Stability concerns with Openfire

Hello,

My company has been trying to adopt Openfire as the primary method for internal IM communication, but we’ve been plagued by our users being frequently disconnected from the server.

Here’s a background of our setup:

-Openfire 3.6.3 installed on a VM with the most up to date version of CentOS

-MySQL database on the same server

-LDAP authentication is enabled with shared groups

-SSL enabled

-Conferencing server setup with 5 persistent chat rooms, usually with about 5-10 users per room

-Approximately 50 concurrent users during peek hours

-xmpp.client.idle = -1

I polled our users to see how wide spread the problem was and nearly half of them reported frequent disconnects (more than once per day), while many others reported disconnects several times a week. The primary client of choice for our users is Pidgin, but the problem exists on Spark as well.

It seems that users who are constantly in our chat rooms suffer the worst of it, being disconnected upwards of 3-5 times per day. I do not frequent these chat rooms, but I am usually disconnected about once per day (Pidgin reports it as a “ping timeout”). I remain connected to several other services when my connection drops, so I can confirm it’s not a problem with my internet connection. I have also checked the logs on the server on several occasions and see nothing out of the ordinary or anything that may give me clues about the disconnects.

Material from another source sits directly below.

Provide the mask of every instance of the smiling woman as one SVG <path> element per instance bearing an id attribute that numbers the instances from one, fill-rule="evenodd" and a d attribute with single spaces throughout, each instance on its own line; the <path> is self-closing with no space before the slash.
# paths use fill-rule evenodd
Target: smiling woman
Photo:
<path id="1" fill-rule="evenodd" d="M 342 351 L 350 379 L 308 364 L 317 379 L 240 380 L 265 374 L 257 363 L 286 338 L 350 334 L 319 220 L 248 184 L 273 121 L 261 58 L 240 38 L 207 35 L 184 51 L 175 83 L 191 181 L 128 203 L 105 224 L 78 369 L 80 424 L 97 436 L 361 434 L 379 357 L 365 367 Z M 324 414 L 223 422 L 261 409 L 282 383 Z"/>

We like Openfire a lot and it fits all of our needs if we could solve these disconnect issues. Does anyone have any ideas about what might be the root cause and possible solutions for this?

Would it be possible to get in touch with some of the developers to have a more detailed discussion about our implementation and the problems we’re currently facing?

Thanks!

-Adam

My server is vastly more populated than that and does not suffer from any down time other than my weekly scheduled reboot of the server. I have heard of VM machines having packet issues with openfire. I would be looking to your VM machine first.

Hi Adam,

I wonder whether you see expections in the client log or in the Openfire log.

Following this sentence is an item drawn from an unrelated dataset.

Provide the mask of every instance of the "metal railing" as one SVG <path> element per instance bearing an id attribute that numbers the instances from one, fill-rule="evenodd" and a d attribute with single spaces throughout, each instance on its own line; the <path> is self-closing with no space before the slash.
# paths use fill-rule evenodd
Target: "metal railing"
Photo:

Try to disable compression on https://yourserver:9091/compression-settings.jsp - this could help.

LG

Hey LG/Todd,

We already had those compression settings disabled. We migrated our VM host to a different ESX host with less load on it and faster storage. Hopefully that will improve performance. We would prefer not to have to put this on a physical box.

Are you guys aware of anyone successfully running Openfire in a VM environment?

Thanks!

-Adam

Adam,

We have an Openfire box running on our ESX 3.5U4 cluster, been up for about 18 months now, zero issues like you are describing.

CentOS 5.2 VM, base install (no gui or extra services)

Openfire 3.6.3 installed via RPM, MySQL 5 backend, LDAP connector, shared groups, etc (very similar to your setup)

120 users connecting via Miranda IM client, SSL enabled.

no conferences, just user to user chats.

The box has been ROCK solid - other than restarting Openfire to apply updates we haven’t had a single issue. In fact, our entire core enviroment (domain controllers, exchange, internal and external web servers, JIRA box, etc) are all running on ESX and we’ve had very few issues overall - what issues we have had our almost always due to our SAN.

In any case, not sure if this helps but our VM environments for all of our servers have been extremely reliable and administration friendly.

Hello!

We have exactly the same behavior that you describe, multiple disconnects for chat users, more if they’re in chat rooms. Did you find a good solution for this issue?

I disabled compression today to see if that will help.

– edit –

I was just kicked from the server, so apparently disabling compression doesn’t help.

–Matthew

Hi Matthew,

Do you use LDAP groups for your roster? We tracked the root cause to a large shared LDAP group that was being synchronized with Openfire every couple of seconds. This was causing a huge amount of stress on the server. We removed the sharing for this group and our disconnect problems went away.

We would still like to use this group, but I haven’t found a way to make Openfire synchronize LDAP groups less often.

Hope this helps,

-Adam

We do use LDAP group sharing. I’ll look into that. So it was a single large group in LDAP that was causing the issue?

Did you disable roster sharing, or exclude that group in Openfire somehow…?

We just disabled roster sharing for the group. We still have the group in our Openfire installation.